I’ve been supporting small business owners since 2008. But I haven’t always done this – I once lived in a jungle chasing monkeys.

I’ve never been one to focus on a career. For a moment as an early teen, I wanted to be a vet, but an incompetent careers guidance counsellor and then a missed grade scuppered that dream. However, I’ve always had a vague sense of direction in life, one driven by continuous learning and a desire for a healthy, balanced life.

As a teenager, I had seen what an unhealthy, stressful life had done for my dad, and I didn’t want that. From the time I left high-school in 1998, up until 2014, I’ve pretty much been a student with part-time jobs and bank loans to pay for my studies and adventures. Except for one year when I was a zookeeper in a Midlands zoo looking after parrots and penguins and two weeks I spent selling gas and electric utilities door-to-door.

Jungle life

I studied apes and monkeys and specialised in studying the ways humans and other animals communicate. I’ve chased chimpanzees through the riverine forests of the East African Rift Valley; observed red-tailed monkeys leap through the tree canopy in Western Uganda and followed olive baboons closely as they stomped through the jungles of Eastern Nigeria.

I loved the two years that I spent living in the jungles of Africa, almost completely isolated from the world.

My life as a primatologist watching apes and monkeys in the forests of Uganda and Nigeria.

A whole lotta jobs

The greatest challenge in all my years of study was the final three years of what became a seven-year PhD programme. For the first three years, I had a scholarship and some savings got me through the fourth year, which should have given me enough time to finish my thesis.

But when I came back from collecting data in Nigeria in summer 2008, I was weak and sick. It took me months to fully recuperate. And once I had recovered, I had no money left and needed to find a job to support myself – I managed to find four.

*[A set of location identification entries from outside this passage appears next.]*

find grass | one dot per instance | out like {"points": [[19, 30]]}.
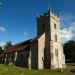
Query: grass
{"points": [[13, 70]]}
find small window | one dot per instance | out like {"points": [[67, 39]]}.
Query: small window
{"points": [[56, 52], [55, 37], [55, 25], [43, 26]]}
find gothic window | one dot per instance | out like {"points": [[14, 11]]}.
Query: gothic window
{"points": [[43, 26], [55, 37], [55, 25], [56, 52]]}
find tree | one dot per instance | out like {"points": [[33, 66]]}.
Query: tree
{"points": [[69, 50]]}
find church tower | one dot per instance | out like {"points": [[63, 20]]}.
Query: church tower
{"points": [[48, 23]]}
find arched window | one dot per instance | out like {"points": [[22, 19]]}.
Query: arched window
{"points": [[43, 26]]}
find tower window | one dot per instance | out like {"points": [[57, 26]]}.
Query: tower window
{"points": [[55, 37], [55, 25], [43, 26], [56, 52]]}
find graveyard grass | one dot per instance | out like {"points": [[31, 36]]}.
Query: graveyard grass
{"points": [[13, 70]]}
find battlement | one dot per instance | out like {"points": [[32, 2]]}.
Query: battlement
{"points": [[50, 14]]}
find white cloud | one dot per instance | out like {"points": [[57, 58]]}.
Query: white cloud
{"points": [[2, 44], [67, 27], [2, 29]]}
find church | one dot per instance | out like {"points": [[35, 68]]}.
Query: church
{"points": [[43, 51]]}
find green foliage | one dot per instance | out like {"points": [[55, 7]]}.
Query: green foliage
{"points": [[1, 51], [69, 50]]}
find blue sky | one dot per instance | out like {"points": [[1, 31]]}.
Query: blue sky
{"points": [[18, 18]]}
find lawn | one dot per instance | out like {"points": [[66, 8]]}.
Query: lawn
{"points": [[13, 70]]}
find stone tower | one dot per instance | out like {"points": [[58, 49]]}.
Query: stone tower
{"points": [[48, 23]]}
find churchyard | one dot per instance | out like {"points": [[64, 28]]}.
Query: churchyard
{"points": [[13, 70]]}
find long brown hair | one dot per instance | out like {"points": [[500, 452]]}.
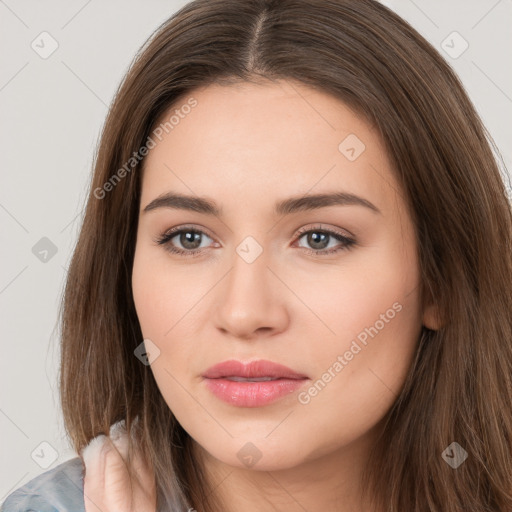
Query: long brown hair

During the day I ran doggie daycare and dog walking service. While the dogs rested after a long walk in Richmond Park, I worked as a virtual assistant helping a handful of small business owners with some invoicing and answering some email enquiries. A few evenings each week, I served drinks in a private tennis and squash club. And at the weekends I offered a tutorial service to University students, helping them design final year projects and then analyse their data.

A most beautiful distraction

All this work kept me very busy. I enjoyed the diversity of the work and I got super fit walking dogs every day. They were also a welcome distraction from writing my thesis, which was becoming an almost impossible task with no end in sight. By the end of 2009, I was ready to give up. I wanted to walk away from my thesis and get on with my life.

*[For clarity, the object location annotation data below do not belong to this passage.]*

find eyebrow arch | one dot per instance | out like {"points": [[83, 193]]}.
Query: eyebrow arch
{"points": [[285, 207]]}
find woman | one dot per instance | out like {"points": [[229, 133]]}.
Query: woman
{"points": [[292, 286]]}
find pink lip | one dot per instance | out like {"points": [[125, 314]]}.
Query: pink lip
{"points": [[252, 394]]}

And then at a party on New Year’s Eve in London, I met a French girl, and I had yet another distraction, but she was the most beautiful of distractions.

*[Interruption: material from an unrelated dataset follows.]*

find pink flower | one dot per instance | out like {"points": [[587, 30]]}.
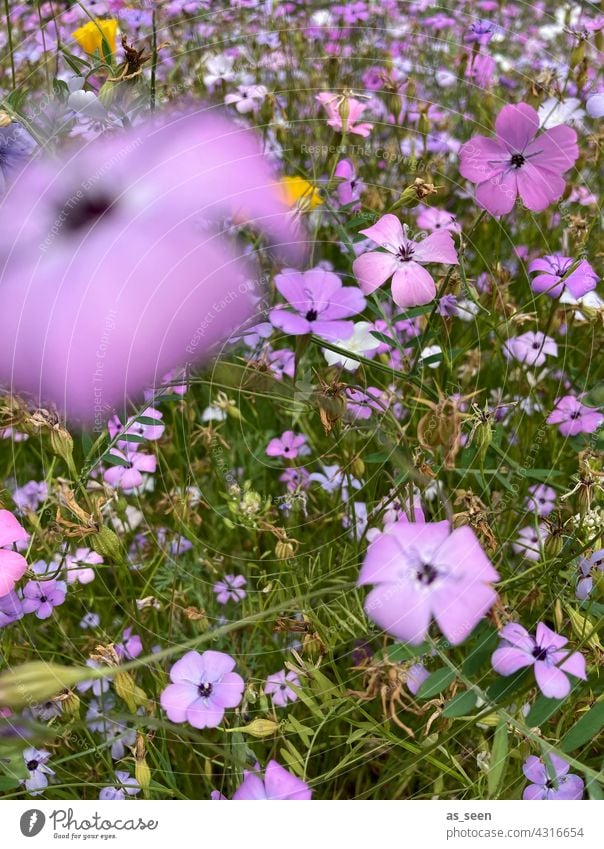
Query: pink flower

She returned to France, and we stayed in touch. I didn’t speak or write French, so we conversed in English, through a few phone calls but mostly by letter and email. After several months we were hopping back and forwards between London and Paris on the Eurostar as often as we could afford it.

After a year and a half, I was still struggling to write my PhD thesis and could barely earn enough to pay my bills. I’d even replaced the cleaner in our apartment as a way to make a bit more money.

After a difficult conversation with my girlfriend to explain that I could no longer afford to travel to Paris to see her, she suggested that I come over to Paris and live with her. She’d support me financially so that I could leave all the jobs and focus on just my thesis. And I did just that.

On the 3rd of July 2011, I loaded all my belongings into 29 boxes. I set off from south-west London at 10 pm with two Romanians and their white truck, travelling the night as we crossed the English Channel on the cargo train. We arrived early morning in the quaint western suburb of Saint-Germain-en-Laye where my girlfriend lived.

And it’s where I’ve been living and working the good life since. But now I’m married and we share our home with a lovable dog that we rescued from the French shelter home, SPA.